Lei mi diceva, quasi un anno fa – quanto tempo è trascorso dalla Sua prima lettera – che parole come religione, patria, famiglia “naturalmente” non hanno alcun senso per Lei. Può benissimo essere vero, ma non è affatto naturale. È solo tragico – e se il poeta accetta tutto ciò come naturale, questa è la fine, lontana o vicina, della sua stessa arte perché il poeta, cioè l’aristocratico, ha la sua patria, la sua religione, la sua famiglia: ce l’ha, in ogni caso: la religione della parola, la patria della lingua, la famiglia dei morti meravigliosi e severi. È sorvegliato ovunque, controllato da un seguito implacabile, da un cerimoniale più duro e più puro di quello degli imperatori di Bisanzio. Se si sottomette da asceta a questa corte invisibile più tardi troverà perfino la patria reale, la religione reale, la famiglia reale: è, in ogni caso, il passato, la tradizione ritrovata, l’infanzia trasfigurata nella rivelazione della morte. L’esperienza, infine, così com’è: “un’altra vita, irriconoscibile, solenne e perfetta”.

Ci sono, tra le Sue carte della Spagna (che, mi perdoni, questa volta ho letto più come sorella preoccupata che non come amica della Sua arte) delle strane antitesi tramite le quali Lei sembra voler condividere la vita. Ora, è tipico del demonio porre dei falsi dilemmi, e non c’è nulla di più falso della scelta, proposta in uno di quelle poesie in prosa, tra l’industria pietosa e soddisfatta di una “Simone de Beauvoir” e la dissipazione patetica di una bambina randagia che si crede (o si vuole credere) perduta. Non so, mia carissima bambina, chi potrebbe mai porre questa alternativa tra “mescalina-sofferenza-sifilide-poesia” da una parte e “igienismo-finzione-metodo-suicidio-morale” dall’altra. “Mi querida amiga, por favor!” come direbbe Murena. Esistono ben altre cose e Lei naturalmente è la prima a saperle. Esiste un ordine differente, il più alto e il più pericoloso di tutti – un ordine che è il ponte sul quale passarono, sopra l’abisso spalancato della follia e della morte (preparando torte, lavando le stoviglie, prendendosi cura degli altri) Emily Dickinson, Hölderlin, le sorelle Brontë, Cechov – anche il Suo Baudelaire verso la fine della vita; per non parlare degli antichi, tutti. In una delle sue lettere, Günderode distinse molto bene tra le forme diverse della vita reale: da una parte la grande arte della vita comune, dei rapporti, dei bambini; dall’altra, la “vita monacale” del poeta. È così che esattamente diceva: “Eine Art Nonnenleben”. (Ho riso, un attimo solamente, pensando a quante signore che conosco, romanziere metodiche e di successo, si imbottiscono di mescalina e “vanno a dormire sotto i ponti” con i loro ultimi gigolò-barboni…).

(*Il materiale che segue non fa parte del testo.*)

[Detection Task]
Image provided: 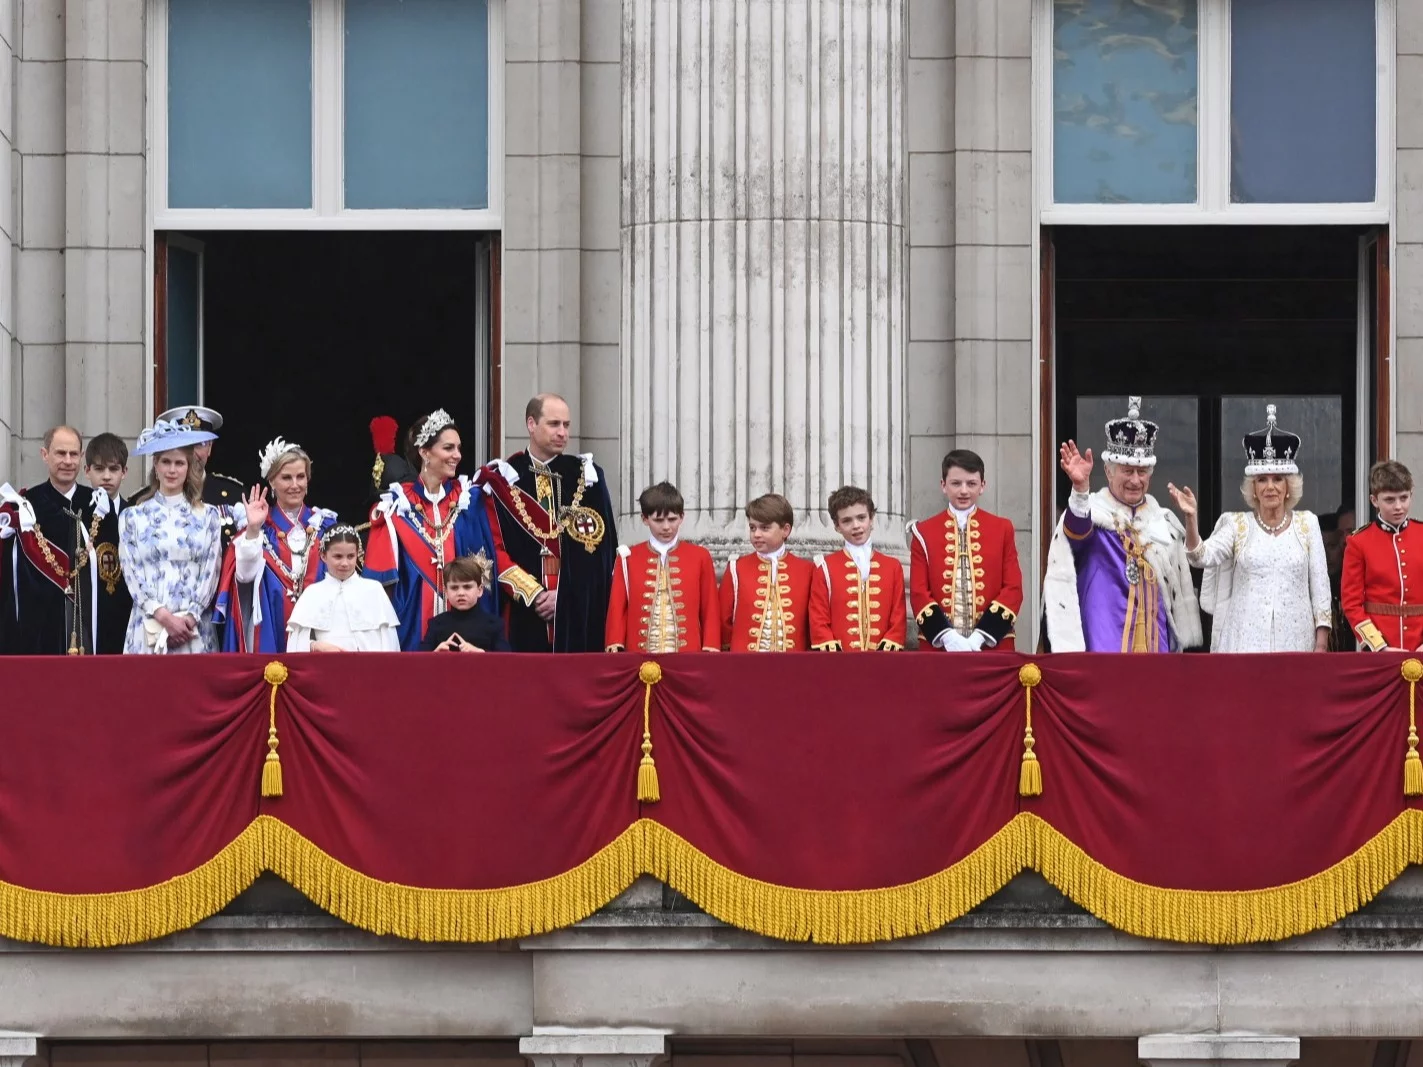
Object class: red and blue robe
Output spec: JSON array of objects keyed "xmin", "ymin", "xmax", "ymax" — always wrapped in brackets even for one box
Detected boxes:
[
  {"xmin": 365, "ymin": 478, "xmax": 499, "ymax": 652},
  {"xmin": 217, "ymin": 506, "xmax": 338, "ymax": 653}
]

“Allein, Du mit den Worten/und das ist wirklich allein.“ Tu, solo con le parole/ e questo vuol dire veramente solitudine”. Questo è, di nuovo, il Suo Benn. Sia dunque unica, sia orgogliosa, mia carissima amica. Questa è l’unica via certa non soltanto verso l’umiltà, ma verso la vera pietà (che è diversa da questa spaventosa giustificazione che Lei qualche volta esprime vero il crimine “in nomine peccatorum nostrorum”).

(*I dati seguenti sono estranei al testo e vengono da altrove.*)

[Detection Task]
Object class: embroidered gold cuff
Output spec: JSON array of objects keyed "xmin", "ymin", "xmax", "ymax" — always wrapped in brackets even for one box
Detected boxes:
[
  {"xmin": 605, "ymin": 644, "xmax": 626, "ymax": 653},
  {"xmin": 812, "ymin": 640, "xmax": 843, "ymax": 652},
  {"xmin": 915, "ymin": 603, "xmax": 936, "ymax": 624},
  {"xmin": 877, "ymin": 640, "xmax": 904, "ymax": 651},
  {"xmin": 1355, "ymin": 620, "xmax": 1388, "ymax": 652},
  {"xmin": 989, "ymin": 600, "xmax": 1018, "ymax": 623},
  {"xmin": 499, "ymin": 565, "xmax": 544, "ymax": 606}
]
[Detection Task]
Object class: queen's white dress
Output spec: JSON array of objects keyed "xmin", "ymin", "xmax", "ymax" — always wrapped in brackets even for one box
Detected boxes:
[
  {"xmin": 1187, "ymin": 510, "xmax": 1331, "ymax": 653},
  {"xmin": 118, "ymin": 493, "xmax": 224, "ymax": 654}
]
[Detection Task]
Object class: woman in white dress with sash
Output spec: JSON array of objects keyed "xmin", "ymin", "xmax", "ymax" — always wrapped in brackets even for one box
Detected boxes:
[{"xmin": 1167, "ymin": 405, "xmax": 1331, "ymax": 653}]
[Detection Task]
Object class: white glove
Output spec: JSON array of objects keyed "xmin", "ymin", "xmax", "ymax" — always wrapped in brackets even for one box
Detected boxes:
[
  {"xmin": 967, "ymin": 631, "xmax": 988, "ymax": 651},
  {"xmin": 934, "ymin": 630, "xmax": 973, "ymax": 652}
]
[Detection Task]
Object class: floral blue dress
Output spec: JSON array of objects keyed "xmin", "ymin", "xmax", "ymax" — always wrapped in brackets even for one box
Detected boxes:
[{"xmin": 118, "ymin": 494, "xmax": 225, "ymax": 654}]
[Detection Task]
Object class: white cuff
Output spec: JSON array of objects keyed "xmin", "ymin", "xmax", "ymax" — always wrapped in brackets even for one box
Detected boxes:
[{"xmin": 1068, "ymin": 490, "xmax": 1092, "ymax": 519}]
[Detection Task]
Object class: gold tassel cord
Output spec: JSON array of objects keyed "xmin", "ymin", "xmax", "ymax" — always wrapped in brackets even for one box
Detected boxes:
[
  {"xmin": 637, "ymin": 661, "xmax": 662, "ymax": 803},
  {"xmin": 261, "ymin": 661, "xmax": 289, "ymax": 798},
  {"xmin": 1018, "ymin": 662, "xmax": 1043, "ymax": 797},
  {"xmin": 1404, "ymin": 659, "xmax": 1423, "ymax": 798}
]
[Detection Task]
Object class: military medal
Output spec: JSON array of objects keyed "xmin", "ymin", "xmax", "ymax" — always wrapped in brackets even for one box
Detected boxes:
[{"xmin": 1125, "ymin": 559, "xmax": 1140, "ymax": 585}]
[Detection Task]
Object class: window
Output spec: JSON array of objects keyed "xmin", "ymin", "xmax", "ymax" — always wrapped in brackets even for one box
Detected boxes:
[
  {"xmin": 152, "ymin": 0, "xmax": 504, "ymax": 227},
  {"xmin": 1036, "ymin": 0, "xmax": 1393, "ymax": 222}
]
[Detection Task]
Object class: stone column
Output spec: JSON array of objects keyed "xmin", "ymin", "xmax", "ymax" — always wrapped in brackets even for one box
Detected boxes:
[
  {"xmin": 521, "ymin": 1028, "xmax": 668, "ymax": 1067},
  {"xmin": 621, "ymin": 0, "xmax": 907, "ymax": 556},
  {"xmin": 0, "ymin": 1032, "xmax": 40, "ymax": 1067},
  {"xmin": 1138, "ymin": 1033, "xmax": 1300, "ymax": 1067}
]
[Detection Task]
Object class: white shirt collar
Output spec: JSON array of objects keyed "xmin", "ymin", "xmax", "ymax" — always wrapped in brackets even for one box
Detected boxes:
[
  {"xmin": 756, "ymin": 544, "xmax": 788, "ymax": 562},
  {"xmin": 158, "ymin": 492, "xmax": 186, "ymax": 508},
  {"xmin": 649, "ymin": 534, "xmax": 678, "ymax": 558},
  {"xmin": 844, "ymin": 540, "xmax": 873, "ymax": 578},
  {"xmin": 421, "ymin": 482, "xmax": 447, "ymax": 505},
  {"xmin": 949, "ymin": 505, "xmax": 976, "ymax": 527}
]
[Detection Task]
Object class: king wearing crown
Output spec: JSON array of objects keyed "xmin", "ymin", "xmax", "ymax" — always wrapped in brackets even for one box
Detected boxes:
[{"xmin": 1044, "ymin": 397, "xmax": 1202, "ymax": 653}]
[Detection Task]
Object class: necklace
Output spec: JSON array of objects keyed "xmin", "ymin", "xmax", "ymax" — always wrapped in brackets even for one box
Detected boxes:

Mi rendo conto di non averLe scritto una lettera gioiosa di buon viaggio, ma uno dei miei soliti sermoni. Mi perdoni, non “nel nome dei Suoi peccati” ma nel nome della Sua squisita indulgenza. Ho scritto, questa volta, con una serietà quasi opprimente, ahimè! E ho scritto, questa volta, da un luogo oscuro dove ogni parola si distacca dalle profondità, dove evito di fissare lo sguardo. Ho cominciato l’anno nuovo sotto una spessa nube, mia cara amica; e ciò non significa altro che malessere. In qualche modo, tutta la mia esistenza è trasformata. La prego di accettare quindi, da questo luogo senza distrazione, la mia tenerezza profonda, perché severa… Mi scriva… Sia felice.

La Sua Cristina

Buon viaggio, anche da parte di Elémire e tanti saluti al nostro caro Murena.